"Free Chico": raid in bici Trento-Roma per salvare un amico dall'ergastolo negli Usa

Sei professionisti e imprenditori trentini appassionati di sport viaggiano da Trento a Roma in bicicletta per sensibilizzare l'opinione pubblica sulla vicenda di Chico Forti, condannato per omicidio e detenuto a Miami



TRENTO. Sono partiti sotto la pioggia i sei professionisti-imprenditori di Trento che intendono raggiungere in bici Roma, in cinque tappe, per sensibilizzare sulla vicenda giudiziaria che vede protagonista l'amico Chico Forti, imprenditore trentino condannato da oltre dieci anni all'ergastolo per omicidio dopo un processo di soli ventiquattro giorni da una giuria popolare della Dade County di Miami. Da allora ogni richiesta di appello e' stata rigettata.

"I media e le autorità statunitensi protestano per la vicenda di Amanda Knox a Perugia - spiegano gli amici di Forti, che da dieci anni hanno fondato un'associazione a suo sostegno - ma in Italia lei è stata sottoposta a un regolare procedimento giudiziario, mentre nei democratici Stati Uniti tale diritto è stato negato al nostro amico, le cui condizioni di vita, tra l'altro, sono vergognose. Per farlo operare per un'ernia inguinale la autorità hanno atteso mesi finché ha raggiunto le dimensioni di una palla da tennis. Non è né umano, né civile".

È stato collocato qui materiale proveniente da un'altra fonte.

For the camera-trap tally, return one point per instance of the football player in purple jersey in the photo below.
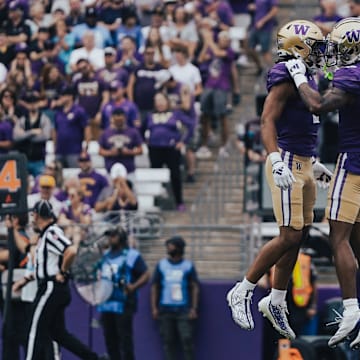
(343, 207)
(289, 134)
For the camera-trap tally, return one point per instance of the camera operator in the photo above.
(127, 270)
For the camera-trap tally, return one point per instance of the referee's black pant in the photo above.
(48, 323)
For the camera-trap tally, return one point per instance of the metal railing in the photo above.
(209, 205)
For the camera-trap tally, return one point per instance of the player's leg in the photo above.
(185, 331)
(288, 211)
(111, 335)
(355, 244)
(125, 329)
(167, 322)
(342, 211)
(39, 338)
(57, 327)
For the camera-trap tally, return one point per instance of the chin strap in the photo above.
(328, 74)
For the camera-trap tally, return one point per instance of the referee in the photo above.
(54, 256)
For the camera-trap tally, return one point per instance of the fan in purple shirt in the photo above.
(92, 94)
(111, 72)
(6, 136)
(120, 143)
(167, 138)
(142, 81)
(71, 128)
(118, 100)
(91, 181)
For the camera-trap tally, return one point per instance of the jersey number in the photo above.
(8, 177)
(316, 119)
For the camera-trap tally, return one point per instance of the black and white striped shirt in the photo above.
(49, 252)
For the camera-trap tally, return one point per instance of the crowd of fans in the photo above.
(122, 73)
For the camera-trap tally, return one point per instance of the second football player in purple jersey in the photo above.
(289, 134)
(343, 208)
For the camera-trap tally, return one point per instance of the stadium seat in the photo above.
(148, 184)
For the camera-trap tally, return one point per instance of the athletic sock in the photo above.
(277, 297)
(351, 305)
(247, 285)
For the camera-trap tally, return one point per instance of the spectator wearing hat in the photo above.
(119, 101)
(89, 52)
(110, 15)
(31, 131)
(64, 43)
(42, 52)
(142, 81)
(71, 128)
(9, 106)
(6, 135)
(129, 27)
(92, 95)
(7, 52)
(167, 138)
(183, 31)
(217, 89)
(174, 299)
(38, 19)
(75, 16)
(162, 51)
(184, 71)
(119, 195)
(111, 71)
(120, 143)
(91, 182)
(101, 33)
(16, 29)
(128, 272)
(47, 187)
(128, 57)
(75, 212)
(21, 62)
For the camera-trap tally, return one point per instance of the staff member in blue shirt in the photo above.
(174, 299)
(127, 270)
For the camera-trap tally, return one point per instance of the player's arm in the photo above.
(314, 101)
(333, 99)
(273, 108)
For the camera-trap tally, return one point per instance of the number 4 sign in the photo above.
(13, 184)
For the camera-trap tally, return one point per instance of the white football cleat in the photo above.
(240, 304)
(348, 325)
(277, 315)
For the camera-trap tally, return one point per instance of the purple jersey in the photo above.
(130, 109)
(70, 130)
(92, 184)
(113, 138)
(6, 134)
(67, 210)
(145, 84)
(89, 94)
(166, 128)
(107, 76)
(220, 71)
(296, 127)
(263, 7)
(348, 79)
(174, 95)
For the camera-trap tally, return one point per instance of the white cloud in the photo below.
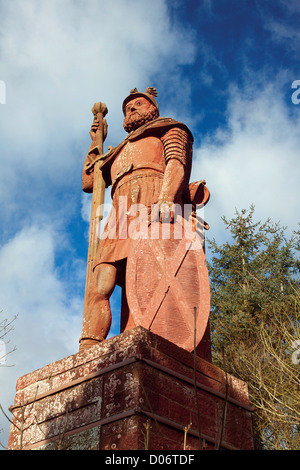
(49, 319)
(254, 160)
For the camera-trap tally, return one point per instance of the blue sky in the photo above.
(224, 67)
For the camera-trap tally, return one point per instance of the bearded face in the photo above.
(137, 112)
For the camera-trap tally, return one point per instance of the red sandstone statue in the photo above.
(162, 278)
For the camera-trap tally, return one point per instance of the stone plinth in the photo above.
(104, 398)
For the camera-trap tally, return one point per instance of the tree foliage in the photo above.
(255, 321)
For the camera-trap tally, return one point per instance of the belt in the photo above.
(130, 168)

Uniti dalla passione per il triathlon e le corse nel deserto i sei ciclisti, guidati da Lorenzo Moggio, vestono una tuta bianca riportante la doppia scritta "Give Chico a chanche" e "Free Chico". Oggi raggiungeranno Ostiglia, poi domani S. Piero a Sieve (Firenze), venerdì S. Quirico d'Orcia (Siena), sabato Sutri (Viterbo) e domenica Roma.

Da anni un comitato di amici di Trento si batte vanamente per far ottenere l'appello all'amico, incarcerato in Florida. Trasferito negli ultimi mesi di penitenziario inizialmente era stato messo in una cella dotata di un finestra di pochi centimetri quadrati e con temperature interne vicine ai quaranta gradi.

Chico Forti è poi ancora convalescente per un recente intervento chirurgico che ha atteso per mesi. "Un trattamento indegno - commentano gli amici - per uno Stato che si professa libero e democratico. Questo non avviene nemmeno nelle tante vituperate carceri italiane".